Gates’ Trip Not Likely to Thaw U.S.-China Military Ties, Analysts Say

By Sandra I. Erwin
Defense Secretary Robert Gates’ bridge-building trip to China this week offers proof that bilateral military ties are improving after contacts were frozen for much of 2010.
But Gates’ high-level talks with China’s military leaders are still not going to fundamentally change the distrust and misgivings that have stood in the way of military-to-military dialogue between the two nations, experts said Jan. 10.
“There is still suspicion and reluctance to engage seriously on this issue [of military-to-military talks],” said Phillip Saunders, director of the Center for Study of Chinese Military Affairs at the National Defense University.
The Chinese government still harbors deep doubts about the Obama administration’s attempts to engage in military cooperation and information sharing, Saunders said at a Washington, D.C., forum hosted by the Nixon Center.
Chinese leaders see a U.S. effort to give them a greater voice in international cooperation as a covert attempt to get China to buy into a U.S.-dominated global power structure, said Saunders.
Gates’ trip comes in the wake of alarming news reports in the United States about China’s military buildup, its new stealth fighter and burgeoning cyber-warfare capabilities.
But the most immediate concern of the Obama administration was to make sure that Gates’ trip would help create a more agreeable setting for Chinese President Hu Jintao’s visit to the White House next week, Saunders noted.
“If the Secretary hadn’t gone to China, this [a freeze in military-to-military talks] would have been a big U.S. talking point in the media coverage,” he said. The defense secretary's talks are "being squeezed in,” said Saunders.
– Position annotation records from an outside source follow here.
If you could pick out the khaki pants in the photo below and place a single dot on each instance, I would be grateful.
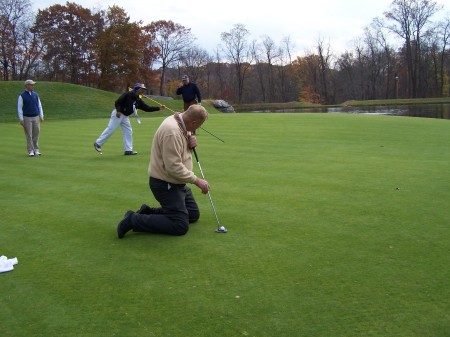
(32, 127)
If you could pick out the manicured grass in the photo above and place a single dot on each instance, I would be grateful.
(69, 101)
(338, 226)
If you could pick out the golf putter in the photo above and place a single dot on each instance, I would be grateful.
(220, 229)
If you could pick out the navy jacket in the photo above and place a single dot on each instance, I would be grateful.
(125, 102)
(189, 92)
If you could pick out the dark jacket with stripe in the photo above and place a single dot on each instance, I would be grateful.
(124, 104)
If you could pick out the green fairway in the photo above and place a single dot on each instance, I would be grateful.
(338, 225)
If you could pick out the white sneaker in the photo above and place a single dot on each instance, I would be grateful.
(7, 264)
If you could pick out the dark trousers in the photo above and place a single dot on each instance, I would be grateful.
(178, 209)
(187, 104)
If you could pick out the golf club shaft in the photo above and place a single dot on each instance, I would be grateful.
(209, 194)
(175, 112)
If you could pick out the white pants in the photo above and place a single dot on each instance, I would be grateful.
(127, 131)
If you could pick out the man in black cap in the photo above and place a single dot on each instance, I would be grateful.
(190, 93)
(125, 105)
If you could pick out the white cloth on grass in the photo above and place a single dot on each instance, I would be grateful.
(7, 264)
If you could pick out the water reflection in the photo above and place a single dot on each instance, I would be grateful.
(440, 110)
(435, 110)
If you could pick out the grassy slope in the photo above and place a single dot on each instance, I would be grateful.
(321, 242)
(68, 101)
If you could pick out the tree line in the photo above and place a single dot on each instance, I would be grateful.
(105, 50)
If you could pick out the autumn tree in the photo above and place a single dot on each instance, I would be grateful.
(18, 47)
(121, 50)
(172, 40)
(409, 21)
(68, 33)
(238, 51)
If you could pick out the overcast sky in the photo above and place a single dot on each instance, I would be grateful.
(333, 21)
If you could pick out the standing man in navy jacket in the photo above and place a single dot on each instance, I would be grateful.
(190, 93)
(125, 105)
(29, 110)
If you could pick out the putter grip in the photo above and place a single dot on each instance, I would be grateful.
(195, 153)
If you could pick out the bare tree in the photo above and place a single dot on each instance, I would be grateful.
(324, 55)
(16, 20)
(172, 41)
(410, 19)
(285, 73)
(238, 52)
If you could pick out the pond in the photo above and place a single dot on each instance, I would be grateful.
(438, 110)
(432, 110)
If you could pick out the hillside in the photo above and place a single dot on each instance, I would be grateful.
(69, 101)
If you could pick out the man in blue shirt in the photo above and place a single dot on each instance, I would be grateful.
(29, 110)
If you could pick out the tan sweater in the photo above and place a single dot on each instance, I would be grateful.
(170, 157)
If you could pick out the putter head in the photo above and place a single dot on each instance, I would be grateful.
(221, 229)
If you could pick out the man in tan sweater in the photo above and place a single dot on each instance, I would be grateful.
(170, 170)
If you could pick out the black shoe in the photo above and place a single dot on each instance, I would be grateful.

Because of the short time between Gates’ trip and the Hu-Obama summit, there will be no opportunity to assess whether any substantive progress will have been made in military relations by next week, Saunders added. “I don’t see a fundamental shift in the suspicion that they have, or the view that the 'mil to mil' relationship is a tactical lever that they can use to try to get concessions on issues they care about.”
Concessions sought by the Chinese include what are regarded as non-starters on the U.S. side: An end of U.S. arms sales to Taiwan, a ceasing of surveillance operations in international waters off the coast of China, and revisions to the 2000 National Defense Authorization Act that restricts the type of information that may be shared with the Chinese in military-to-military contact.
“I see no hope in the near future of two of those changing, or even the third, ever changing, given the composition of the Congress,” said James Mulvenon, vice president of Defense Group, Inc.’s intelligence division.
An assumption by the Chinese military leadership that the United States will not cede ground on any of these top priorities has “automatically built in an escape hatch that allows them to go right back to the pattern of canceling and shutting down the 'mil to mil' in times of crisis,” Mulvenon said.
One of the bright spots in Gates’ visit to China are his talks with the leaders of the Army’s Second Artillery Corps headquarters outside Beijing, Mulvenon said. Contact with the Second Artillery, which is considered China’s nuclear command center, is significant because that organization would potentially own the anti-ship ballistic missiles that the U.S. Navy fears might be capable of hitting aircraft carriers. Second Artillery also is likely to command anti-satellite weapons. The United States has been mostly interested in gauging China’s nuclear weapon capabilities, but the Chinese have been reluctant to even open the door to any nukes-related dialogue because they regard nuclear weapons as an asymmetric U.S. advantage.
Gates has, however, achieved modest progress, Saunders said. He signed off on the establishment of a U.S.- China working group to figure out how to engage in a serious dialogue on strategic issues.